Plants absorb the wayward humanity of New York City. Our congested metropolis is expensive, stressful, and often void of the shapes and colors that human beings need to feel connected to nature and the larger universe. So New Yorkers take their plants very seriously. In an urban setting that many find too unfriendly to raise children, we direct our untethered love and attention to our friends, our pets, our jobs – and our plants. Especially our plants.
COVID-19 has been devastating to the collective humanity of New York City and the plants we love and care for. The green plants we water on sunny window sills as we look at the leafy plants in the windows of nearby strangers. The struggling plants we gently turn in our hands, examining their dark soil and pained contours as if they held the answers to our own sadness. The lanky plants looming like quiet, make-believe friends in the corners of our apartments and who know all of our secrets.

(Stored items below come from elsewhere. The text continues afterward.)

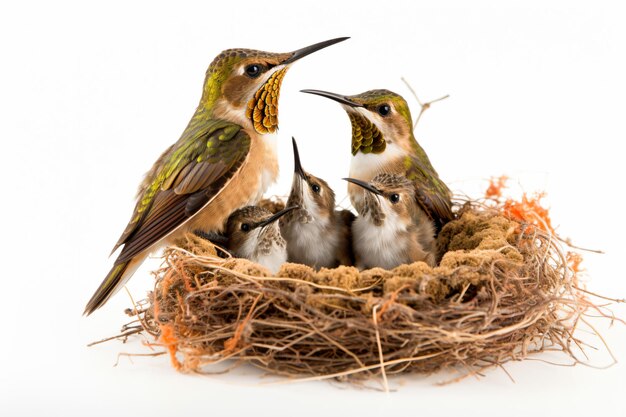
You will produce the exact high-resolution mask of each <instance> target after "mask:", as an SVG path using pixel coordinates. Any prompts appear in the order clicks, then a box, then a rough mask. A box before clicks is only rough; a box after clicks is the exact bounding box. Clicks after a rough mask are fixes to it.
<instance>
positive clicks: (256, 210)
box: [226, 206, 297, 259]
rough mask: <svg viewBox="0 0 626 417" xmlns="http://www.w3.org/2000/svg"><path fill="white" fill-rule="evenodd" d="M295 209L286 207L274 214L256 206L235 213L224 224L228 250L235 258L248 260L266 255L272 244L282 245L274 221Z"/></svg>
mask: <svg viewBox="0 0 626 417" xmlns="http://www.w3.org/2000/svg"><path fill="white" fill-rule="evenodd" d="M296 208H297V207H287V208H285V209H283V210H281V211H279V212H278V213H276V214H272V213H271V212H270V211H269V210H267V209H264V208H262V207H258V206H247V207H244V208H242V209H239V210H237V211H235V212H234V213H233V214H231V215H230V217H229V218H228V221H227V223H226V236H227V239H228V245H227V246H228V249H229V250H231V251H232V252H233V253H234V254H235V255H236V256H238V257H242V258H248V259H254V258H255V257H257V256H258V255H259V254H268V253H269V252H270V251H271V250H272V247H273V246H274V245H273V243H274V242H280V243H282V244H284V240H283V239H282V236H281V234H280V229H279V228H278V223H277V222H276V220H278V219H280V218H281V217H282V216H284V215H285V214H287V213H289V212H290V211H291V210H294V209H296Z"/></svg>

And the plants many have had to abandon because of COVID-19. The plants dried like windblown clusters of autumn leaves in the unlit windows of empty apartments. The plants, now leafless and long forgotten, after unemployment and rent became too much to handle. The plants, once placed in celebrated sections of the rooms where we loved, laughed, and lived, now lay prone on a heartless sidewalk, surrounded by trash and sprawled dirt that was once a home. These have been tough times for New Yorkers and our plants. But we will come back. The plants in this city are just as tough as the people.
There will be life and light in our windows again.